Erdogan’s ruling AK party has named Abdullah Gul, the foreign minister, as its presidential candidate. Gul has refused to stand aside.
Parliament, in which the Justice and Development party (AK) has a large majority, elects the president in predominantly Muslim Turkey.
Turkey‘s financial markets have tumbled. Investors took fright at instability sparked by a court challenge to the presidential election and the anti-government rally of up to one million people.
But Erdogan’s party, buoyed by the support of the EU it seeks to join, has shown unprecedented defiance of the powerful military.
Strict separation
Secularists suspect Erdogan and Gul, both former Islamists whose wives wear the Muslim headscarf banned from state institutions, of wanting to alter Turkey‘s strict separation of state and religion.
They reject the charge and point to their pro-Western record in office. Gul has been a leading architect of Turkey‘s EU membership bid.

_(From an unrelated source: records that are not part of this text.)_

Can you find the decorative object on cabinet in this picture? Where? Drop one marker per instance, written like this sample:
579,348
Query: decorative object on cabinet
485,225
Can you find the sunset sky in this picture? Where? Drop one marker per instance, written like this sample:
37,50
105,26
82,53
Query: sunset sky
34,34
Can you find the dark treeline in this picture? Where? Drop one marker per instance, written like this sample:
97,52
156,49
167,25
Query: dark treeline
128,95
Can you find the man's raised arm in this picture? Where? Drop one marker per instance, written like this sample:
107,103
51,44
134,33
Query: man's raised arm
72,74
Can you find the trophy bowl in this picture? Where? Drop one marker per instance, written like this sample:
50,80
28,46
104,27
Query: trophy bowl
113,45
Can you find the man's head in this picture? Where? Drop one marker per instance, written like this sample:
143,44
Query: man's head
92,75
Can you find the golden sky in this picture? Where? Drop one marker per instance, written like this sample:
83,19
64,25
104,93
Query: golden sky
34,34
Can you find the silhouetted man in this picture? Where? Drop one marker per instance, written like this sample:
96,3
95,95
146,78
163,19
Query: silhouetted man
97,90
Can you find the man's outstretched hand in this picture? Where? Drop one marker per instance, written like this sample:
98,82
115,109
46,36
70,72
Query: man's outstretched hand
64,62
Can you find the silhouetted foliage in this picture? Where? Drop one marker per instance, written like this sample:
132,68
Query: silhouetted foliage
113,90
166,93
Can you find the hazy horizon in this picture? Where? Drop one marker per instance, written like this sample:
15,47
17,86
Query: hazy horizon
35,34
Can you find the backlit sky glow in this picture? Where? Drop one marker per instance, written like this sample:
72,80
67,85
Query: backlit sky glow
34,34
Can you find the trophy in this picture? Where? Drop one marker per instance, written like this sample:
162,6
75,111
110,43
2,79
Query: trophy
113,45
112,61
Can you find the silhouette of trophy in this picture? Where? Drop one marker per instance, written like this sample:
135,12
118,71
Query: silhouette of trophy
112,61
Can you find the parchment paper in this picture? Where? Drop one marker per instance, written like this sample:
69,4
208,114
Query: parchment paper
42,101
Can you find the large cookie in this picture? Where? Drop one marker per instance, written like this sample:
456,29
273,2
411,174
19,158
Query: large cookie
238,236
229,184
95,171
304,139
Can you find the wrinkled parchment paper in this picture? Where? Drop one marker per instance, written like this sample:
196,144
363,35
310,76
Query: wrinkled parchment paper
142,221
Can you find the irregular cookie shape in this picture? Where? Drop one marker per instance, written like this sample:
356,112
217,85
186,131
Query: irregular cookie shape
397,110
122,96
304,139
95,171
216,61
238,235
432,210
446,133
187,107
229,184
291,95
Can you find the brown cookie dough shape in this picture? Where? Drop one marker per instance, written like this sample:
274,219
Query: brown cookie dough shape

Turkey‘s constitutional court began on Monday to examine an opposition request to suspend the poll, a decision that would trigger early parliamentary elections. In the view of many analysts, this would help defuse tensions.

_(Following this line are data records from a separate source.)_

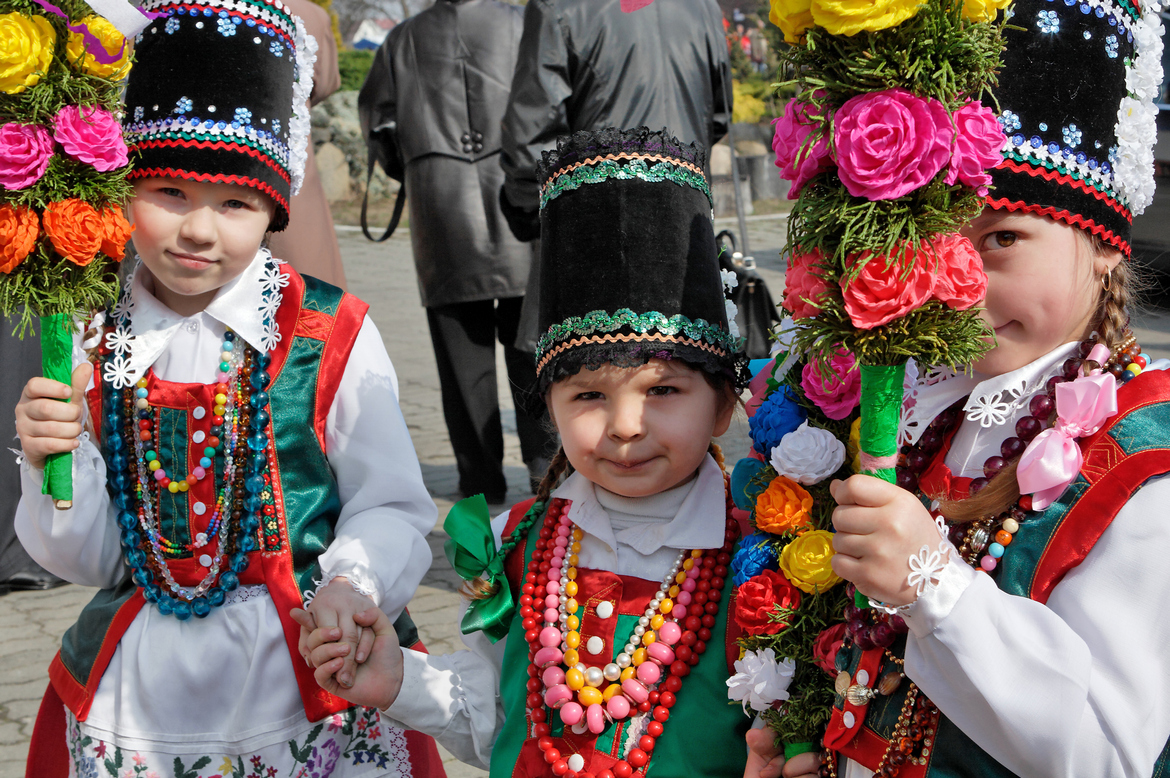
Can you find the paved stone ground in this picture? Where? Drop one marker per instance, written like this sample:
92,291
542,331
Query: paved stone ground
32,624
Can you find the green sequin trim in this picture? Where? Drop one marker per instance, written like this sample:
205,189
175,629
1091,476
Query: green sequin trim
641,323
608,169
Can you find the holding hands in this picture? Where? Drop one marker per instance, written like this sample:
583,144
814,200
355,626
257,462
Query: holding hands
377,681
879,528
43,422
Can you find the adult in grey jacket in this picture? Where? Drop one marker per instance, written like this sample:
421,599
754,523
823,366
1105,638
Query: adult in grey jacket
585,64
435,96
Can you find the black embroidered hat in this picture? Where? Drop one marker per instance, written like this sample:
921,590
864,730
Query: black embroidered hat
1076,96
628,263
218,94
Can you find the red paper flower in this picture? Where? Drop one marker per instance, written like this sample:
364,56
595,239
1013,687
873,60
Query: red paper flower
758,598
961,281
803,286
825,647
885,290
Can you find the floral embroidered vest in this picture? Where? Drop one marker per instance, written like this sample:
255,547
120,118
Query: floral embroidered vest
704,735
318,324
1131,448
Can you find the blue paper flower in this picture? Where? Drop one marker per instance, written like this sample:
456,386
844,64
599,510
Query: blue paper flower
777,417
755,555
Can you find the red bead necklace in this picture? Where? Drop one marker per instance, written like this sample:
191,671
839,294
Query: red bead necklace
695,634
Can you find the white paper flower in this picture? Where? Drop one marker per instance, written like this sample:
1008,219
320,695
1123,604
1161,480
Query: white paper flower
809,454
759,680
731,310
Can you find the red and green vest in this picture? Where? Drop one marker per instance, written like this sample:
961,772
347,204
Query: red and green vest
704,735
318,324
1131,448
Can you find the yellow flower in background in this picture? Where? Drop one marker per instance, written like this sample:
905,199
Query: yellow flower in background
111,41
26,50
984,9
854,447
792,16
783,507
807,562
853,16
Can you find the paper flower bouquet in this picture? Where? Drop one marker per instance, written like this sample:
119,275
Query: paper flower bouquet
62,174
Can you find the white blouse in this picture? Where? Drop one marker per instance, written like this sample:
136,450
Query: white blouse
226,682
1079,686
455,697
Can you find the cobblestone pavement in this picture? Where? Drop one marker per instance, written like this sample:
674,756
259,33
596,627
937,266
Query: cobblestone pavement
32,624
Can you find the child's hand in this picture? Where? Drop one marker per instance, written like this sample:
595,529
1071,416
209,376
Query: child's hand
765,758
335,606
46,425
879,528
377,682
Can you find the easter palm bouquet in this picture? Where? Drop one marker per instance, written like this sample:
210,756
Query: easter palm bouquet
62,173
887,147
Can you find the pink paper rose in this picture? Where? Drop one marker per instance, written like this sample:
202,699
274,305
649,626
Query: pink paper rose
977,146
961,281
803,286
91,135
890,143
883,290
838,396
798,162
25,153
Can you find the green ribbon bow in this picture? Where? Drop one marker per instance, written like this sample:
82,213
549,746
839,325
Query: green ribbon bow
472,551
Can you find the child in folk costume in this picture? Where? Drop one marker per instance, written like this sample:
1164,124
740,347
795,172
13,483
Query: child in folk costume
1036,644
603,642
247,448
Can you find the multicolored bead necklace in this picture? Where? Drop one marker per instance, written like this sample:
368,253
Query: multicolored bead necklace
644,677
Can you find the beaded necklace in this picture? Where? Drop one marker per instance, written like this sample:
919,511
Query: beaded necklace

The court has said it will try to issue its verdict by Wednesday, when parliament is due to hold a second round of voting on Gul’s candidacy. Gul is not expected to win the presidency until the third round on May 9.
The leader of Turkey‘s secularist main opposition CHP, Deniz Baykal, has called for an alliance among all the opposition parties and accused the AK party of riding roughshod over people’s concerns about secularism.
Islamist state?
At Sunday’s rally in Istanbul many protesters accused the government of planning an Islamist state and criticised it for failing to consult opponents on the choice of president, who carries great symbolic weight and has important veto and appointment powers.
Parliament, where Erdogan’s AK party has a majority, elects the president [Reuters] |
The AK party, formed out of a banned Islamist party, draws its core support from conservative religious Turks but has won broader backing for pushing liberal economic reforms designed to take the country into the EU.
It was elected into power in 2002, months after its creation, on an anti-corruption platform.
Since 1960 the Turkish army, Nato’s second biggest, has ousted two governments by outright coups and two more by “soft coups”, rallying pressure to force leaders to step down.
But the generals’ formal state powers have been cut back under reforms introduced by the AK party in pursuit of EU membership.